The U.S. once hoped its investigation into its troops' burning the Koran would calm outrage in Afghanistan. But that was before four Americans were killed in the resultant violence, including two troops killed inside the very Interior Ministry that Washington bankrolls. Now, as the military prepares to release the results of its inquiry this week, the U.S. ambassador to Kabul, Ryan Crocker, says the best the Washington can hope for is for the popular anger to peter out.
Protests some better called riots have spread into their sixth day. Most shockingly, an Interior Ministry employee killed two U.S. servicemembers working in the ministry's Kabul headquarters, reportedly by shooting them in the head on Saturday with a silencer-equipped pistol. Pentagon press secretary George Little called the killings "murder."
The killings prompted Gen. John Allen, commander of U.S. troops in Afghanistan, to pull all U.S. military advisers out of Afghan government ministries in Kabul as a protective measure. Allen's subordinate commanders frequently tell reporters that U.S. and Afghan security forces work together intimately; the prompt removal of advisers indicates a distrust below the surface. Crocker told CNN on Sunday that he had issued a complementary order for U.S. diplomats.

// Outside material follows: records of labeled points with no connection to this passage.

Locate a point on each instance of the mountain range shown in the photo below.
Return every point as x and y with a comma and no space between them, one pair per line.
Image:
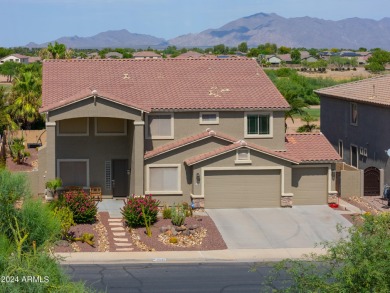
256,29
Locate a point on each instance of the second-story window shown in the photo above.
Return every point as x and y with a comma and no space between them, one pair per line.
354,114
160,126
258,125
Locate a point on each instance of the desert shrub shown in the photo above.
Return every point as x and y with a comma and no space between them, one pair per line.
13,187
178,215
82,205
65,215
187,208
132,210
167,213
37,219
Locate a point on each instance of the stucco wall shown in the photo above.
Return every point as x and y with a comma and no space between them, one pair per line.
231,123
97,149
351,183
370,133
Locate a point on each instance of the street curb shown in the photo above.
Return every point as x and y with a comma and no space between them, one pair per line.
214,256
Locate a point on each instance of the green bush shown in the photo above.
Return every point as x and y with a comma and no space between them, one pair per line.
132,210
178,215
167,213
37,219
65,215
82,205
48,275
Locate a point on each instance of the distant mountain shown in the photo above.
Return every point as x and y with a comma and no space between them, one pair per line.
305,32
113,39
256,29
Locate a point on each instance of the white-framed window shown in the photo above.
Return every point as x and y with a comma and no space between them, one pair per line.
208,118
341,148
258,124
243,156
163,179
159,126
73,172
354,156
106,126
73,127
354,114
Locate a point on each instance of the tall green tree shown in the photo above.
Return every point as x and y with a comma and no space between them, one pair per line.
25,99
356,263
295,56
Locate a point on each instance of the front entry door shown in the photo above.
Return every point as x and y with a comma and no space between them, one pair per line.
120,178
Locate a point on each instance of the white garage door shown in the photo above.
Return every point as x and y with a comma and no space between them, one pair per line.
310,186
242,188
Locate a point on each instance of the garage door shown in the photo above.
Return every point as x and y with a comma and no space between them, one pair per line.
242,188
310,186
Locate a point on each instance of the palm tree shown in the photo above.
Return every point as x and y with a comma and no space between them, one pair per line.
25,98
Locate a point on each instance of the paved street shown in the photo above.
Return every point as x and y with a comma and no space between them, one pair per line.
270,228
169,278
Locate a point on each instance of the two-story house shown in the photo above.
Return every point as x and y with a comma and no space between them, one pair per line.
206,130
354,117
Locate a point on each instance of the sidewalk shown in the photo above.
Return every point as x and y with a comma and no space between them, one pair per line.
228,255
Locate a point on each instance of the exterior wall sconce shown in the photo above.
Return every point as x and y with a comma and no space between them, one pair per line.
197,178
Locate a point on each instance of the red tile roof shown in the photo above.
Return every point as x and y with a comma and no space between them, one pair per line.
187,140
162,84
311,147
372,90
300,148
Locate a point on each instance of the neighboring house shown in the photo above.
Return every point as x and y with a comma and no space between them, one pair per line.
114,55
355,119
146,55
189,55
309,59
15,58
210,131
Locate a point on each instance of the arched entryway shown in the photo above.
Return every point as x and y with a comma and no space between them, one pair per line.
371,181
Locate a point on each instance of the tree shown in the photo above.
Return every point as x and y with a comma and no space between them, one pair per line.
295,56
9,69
284,50
25,98
243,47
356,263
378,60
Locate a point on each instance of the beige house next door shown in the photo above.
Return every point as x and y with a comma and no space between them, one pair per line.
225,189
310,186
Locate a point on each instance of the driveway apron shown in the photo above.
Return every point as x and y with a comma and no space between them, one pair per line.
297,227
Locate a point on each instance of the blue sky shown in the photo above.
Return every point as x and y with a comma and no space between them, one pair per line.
23,21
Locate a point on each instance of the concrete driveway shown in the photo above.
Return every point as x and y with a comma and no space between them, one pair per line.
297,227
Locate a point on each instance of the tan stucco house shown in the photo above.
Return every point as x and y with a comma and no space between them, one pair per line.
201,130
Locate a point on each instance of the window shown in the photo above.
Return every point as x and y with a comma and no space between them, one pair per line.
208,118
163,179
341,148
73,127
243,156
73,172
258,125
110,126
354,156
354,114
160,126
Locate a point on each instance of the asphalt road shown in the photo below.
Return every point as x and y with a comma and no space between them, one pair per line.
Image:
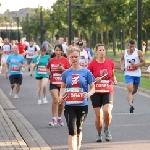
129,131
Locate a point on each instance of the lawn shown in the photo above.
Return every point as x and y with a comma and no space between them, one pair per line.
145,82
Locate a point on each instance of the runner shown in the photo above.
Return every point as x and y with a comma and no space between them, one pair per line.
131,61
21,47
30,53
61,41
87,48
85,56
14,64
55,68
76,81
1,44
102,100
39,64
6,49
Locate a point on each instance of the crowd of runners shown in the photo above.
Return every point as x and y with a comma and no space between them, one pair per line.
75,73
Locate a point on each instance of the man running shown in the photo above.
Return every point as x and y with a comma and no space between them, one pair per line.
14,64
131,61
30,53
6,50
85,56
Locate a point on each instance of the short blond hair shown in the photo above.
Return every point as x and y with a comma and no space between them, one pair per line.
72,49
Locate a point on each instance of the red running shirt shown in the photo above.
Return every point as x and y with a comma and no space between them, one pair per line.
53,64
101,69
21,48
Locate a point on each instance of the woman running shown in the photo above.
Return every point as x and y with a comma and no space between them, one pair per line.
55,67
76,80
102,100
41,75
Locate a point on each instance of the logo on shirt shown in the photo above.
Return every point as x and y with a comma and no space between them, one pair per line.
75,80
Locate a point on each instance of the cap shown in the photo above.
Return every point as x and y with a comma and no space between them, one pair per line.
80,43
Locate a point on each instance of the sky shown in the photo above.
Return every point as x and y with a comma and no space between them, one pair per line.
15,5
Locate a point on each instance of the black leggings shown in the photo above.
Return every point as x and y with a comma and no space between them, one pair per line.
75,116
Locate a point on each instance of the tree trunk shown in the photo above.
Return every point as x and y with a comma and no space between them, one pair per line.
114,41
107,38
102,38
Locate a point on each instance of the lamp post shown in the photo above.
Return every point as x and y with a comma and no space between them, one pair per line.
139,23
27,27
121,41
18,33
69,23
41,24
7,25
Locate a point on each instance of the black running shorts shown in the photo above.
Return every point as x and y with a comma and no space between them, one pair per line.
75,116
99,100
15,79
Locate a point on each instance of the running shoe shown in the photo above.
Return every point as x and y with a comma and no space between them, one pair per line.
99,138
39,102
45,101
60,122
16,96
11,91
108,136
52,122
131,109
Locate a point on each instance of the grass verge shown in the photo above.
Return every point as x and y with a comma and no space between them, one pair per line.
145,82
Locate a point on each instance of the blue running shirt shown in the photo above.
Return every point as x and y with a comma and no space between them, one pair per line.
14,62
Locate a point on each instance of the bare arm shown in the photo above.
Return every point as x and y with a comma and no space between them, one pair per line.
114,78
122,61
142,60
92,89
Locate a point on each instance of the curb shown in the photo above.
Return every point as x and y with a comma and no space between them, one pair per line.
24,128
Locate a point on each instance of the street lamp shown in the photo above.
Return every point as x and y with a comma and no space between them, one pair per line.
7,25
121,33
69,23
139,23
27,27
41,24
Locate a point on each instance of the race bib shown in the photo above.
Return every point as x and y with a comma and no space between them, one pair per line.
6,52
102,87
15,69
56,79
74,96
131,68
42,70
30,54
83,61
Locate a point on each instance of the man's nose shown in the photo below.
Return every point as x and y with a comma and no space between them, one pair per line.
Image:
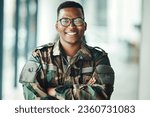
72,23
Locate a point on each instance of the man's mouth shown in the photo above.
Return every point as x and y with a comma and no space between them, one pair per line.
71,33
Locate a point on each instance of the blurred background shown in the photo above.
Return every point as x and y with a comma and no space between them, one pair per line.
120,27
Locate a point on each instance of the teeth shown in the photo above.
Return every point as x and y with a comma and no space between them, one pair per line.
71,33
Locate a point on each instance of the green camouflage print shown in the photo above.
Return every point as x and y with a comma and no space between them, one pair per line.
86,76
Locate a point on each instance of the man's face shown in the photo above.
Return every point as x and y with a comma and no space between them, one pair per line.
72,33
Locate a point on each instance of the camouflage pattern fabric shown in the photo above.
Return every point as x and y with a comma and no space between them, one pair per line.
86,76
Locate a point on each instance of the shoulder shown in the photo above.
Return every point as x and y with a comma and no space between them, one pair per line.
99,55
43,49
45,46
97,51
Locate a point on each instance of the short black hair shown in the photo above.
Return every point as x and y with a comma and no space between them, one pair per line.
68,4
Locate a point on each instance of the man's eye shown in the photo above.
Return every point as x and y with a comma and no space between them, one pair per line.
65,21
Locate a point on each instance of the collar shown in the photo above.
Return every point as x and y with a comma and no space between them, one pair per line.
84,52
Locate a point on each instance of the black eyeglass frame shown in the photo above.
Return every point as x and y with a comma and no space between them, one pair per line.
71,21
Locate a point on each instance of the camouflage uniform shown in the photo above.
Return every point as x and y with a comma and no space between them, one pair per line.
86,76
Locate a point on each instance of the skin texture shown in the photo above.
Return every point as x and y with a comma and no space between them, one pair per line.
70,36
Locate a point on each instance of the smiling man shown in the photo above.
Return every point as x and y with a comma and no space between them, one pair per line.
68,69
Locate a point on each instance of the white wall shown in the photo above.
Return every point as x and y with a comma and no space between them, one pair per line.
144,83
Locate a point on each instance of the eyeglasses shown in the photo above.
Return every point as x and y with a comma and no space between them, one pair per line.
76,21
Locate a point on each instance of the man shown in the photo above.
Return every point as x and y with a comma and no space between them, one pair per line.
68,69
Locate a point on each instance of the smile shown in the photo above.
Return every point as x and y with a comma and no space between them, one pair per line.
71,33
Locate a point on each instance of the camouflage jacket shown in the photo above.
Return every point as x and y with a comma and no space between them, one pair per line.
86,76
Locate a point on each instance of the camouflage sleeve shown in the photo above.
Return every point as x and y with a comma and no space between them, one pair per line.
101,84
99,87
31,88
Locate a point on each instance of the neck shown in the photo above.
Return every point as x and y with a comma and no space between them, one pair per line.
71,49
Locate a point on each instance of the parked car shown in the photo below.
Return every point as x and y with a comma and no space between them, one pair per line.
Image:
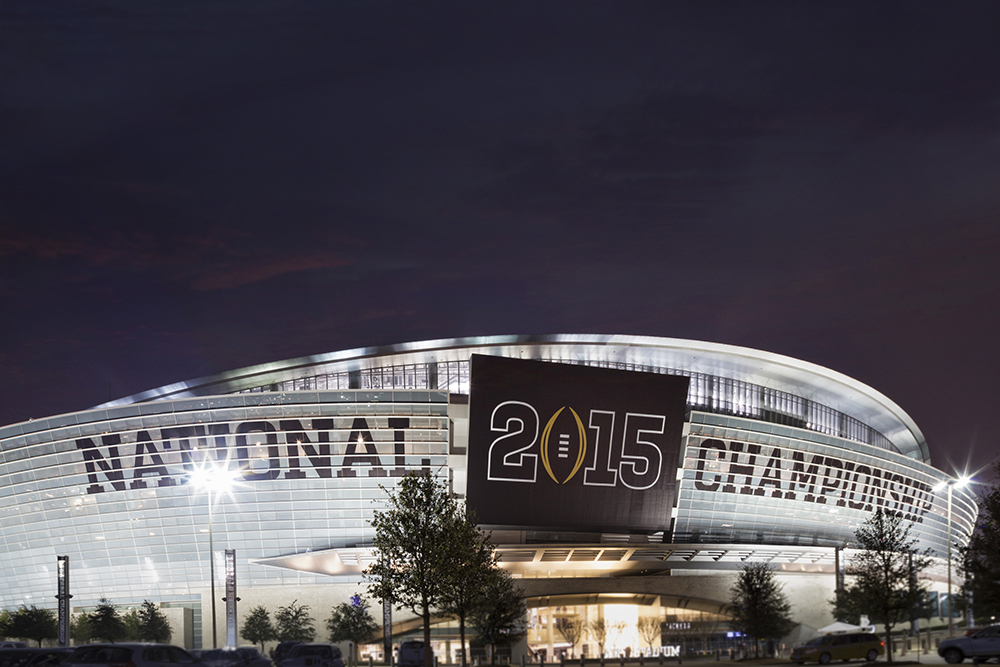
32,657
129,655
411,653
243,656
281,650
313,655
847,646
981,646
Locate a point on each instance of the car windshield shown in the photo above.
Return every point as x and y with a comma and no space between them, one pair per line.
100,655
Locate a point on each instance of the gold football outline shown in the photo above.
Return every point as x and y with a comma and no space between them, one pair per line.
545,445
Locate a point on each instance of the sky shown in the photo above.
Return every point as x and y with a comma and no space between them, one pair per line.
201,185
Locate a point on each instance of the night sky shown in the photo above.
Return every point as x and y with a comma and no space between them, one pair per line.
188,187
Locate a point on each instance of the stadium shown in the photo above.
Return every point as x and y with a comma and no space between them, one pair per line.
623,477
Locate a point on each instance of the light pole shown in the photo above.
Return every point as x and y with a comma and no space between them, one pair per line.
951,484
213,478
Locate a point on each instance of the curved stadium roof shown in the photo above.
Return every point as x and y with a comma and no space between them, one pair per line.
740,371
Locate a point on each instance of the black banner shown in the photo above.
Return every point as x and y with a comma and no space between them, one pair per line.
573,447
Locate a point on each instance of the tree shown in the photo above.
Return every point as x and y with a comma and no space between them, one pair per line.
131,620
257,627
294,622
79,628
884,573
153,624
106,623
572,629
413,549
499,617
598,629
472,561
982,557
650,629
351,622
34,624
760,608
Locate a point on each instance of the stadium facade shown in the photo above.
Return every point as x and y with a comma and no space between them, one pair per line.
758,457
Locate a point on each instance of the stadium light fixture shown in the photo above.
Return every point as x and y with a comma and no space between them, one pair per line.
214,478
951,484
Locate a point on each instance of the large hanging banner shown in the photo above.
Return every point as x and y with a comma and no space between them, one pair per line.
573,447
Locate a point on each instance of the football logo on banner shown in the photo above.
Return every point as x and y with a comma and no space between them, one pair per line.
564,446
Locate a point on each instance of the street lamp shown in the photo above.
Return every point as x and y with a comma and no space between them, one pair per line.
214,478
951,484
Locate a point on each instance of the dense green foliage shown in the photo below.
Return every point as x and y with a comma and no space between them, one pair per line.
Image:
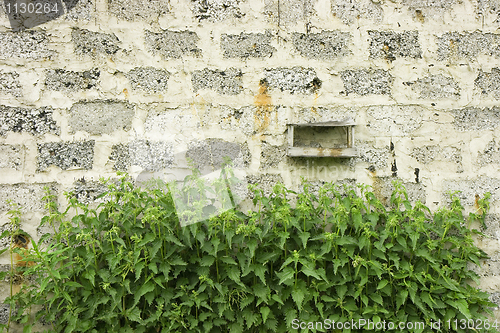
128,266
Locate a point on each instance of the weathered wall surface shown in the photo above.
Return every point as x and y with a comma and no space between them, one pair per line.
138,86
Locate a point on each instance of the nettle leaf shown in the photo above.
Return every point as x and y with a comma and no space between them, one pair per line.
285,275
298,295
265,313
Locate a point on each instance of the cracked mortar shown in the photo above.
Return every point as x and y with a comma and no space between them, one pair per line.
66,155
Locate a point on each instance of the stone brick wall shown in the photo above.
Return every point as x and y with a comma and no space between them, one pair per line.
139,85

Associated Press Pentagon reporter Robert Burns tweeted on Sunday that the Pentagon has cancelled a visit from Afghan ministers scheduled for this week. President Hamid Karzai waited until the sixth day of riots to issue a call to avoid violence. Even so, on Sunday, a grenade thrown by protesters in northern Afghanistan wounded at least six U.S. troops.
U.S. and NATO officials told reporters at the Pentagon last week that the official inquiry into how U.S. troops at the Parwan prison on the outskirts of Bagram Air Base burned Korans would be completed before February ends. NATO is supposed to release a version of the inquiry's findings to the public. But it remains to be seen how an explanation can quell the violence. Officials from Allen to President Obama have apologized for what they say was an accidental incineration, and the riots have continued.
Crocker didn't hold out hope for the inquiry to make a difference to the riots around Afghanistan. "At a certain point, it tapers off," he told CNN's Candy Crowley on Sunday, "and I think we're all hopeful that the appeal for calm that President Karzai made today and he did so with the backing of the entire political leadership of the country will create a condition in which this diminishes."
Stories have spread throughout the Pentagon though unconfirmed by any official that the burning occurred after U.S. troops slated library material at the Parwan detention center for destruction, to prevent detainees from passing each other messages. Allegedly, troops did not realize Korans were included in that material.
Clarity should occur this week. But any calming effect may not. "There is a sense that America is lurching from one image crisis to the next in Afghanistan," writes Reuters' Phil Stewart, "with no clear path for U.S. officials to defuse the latest uproar."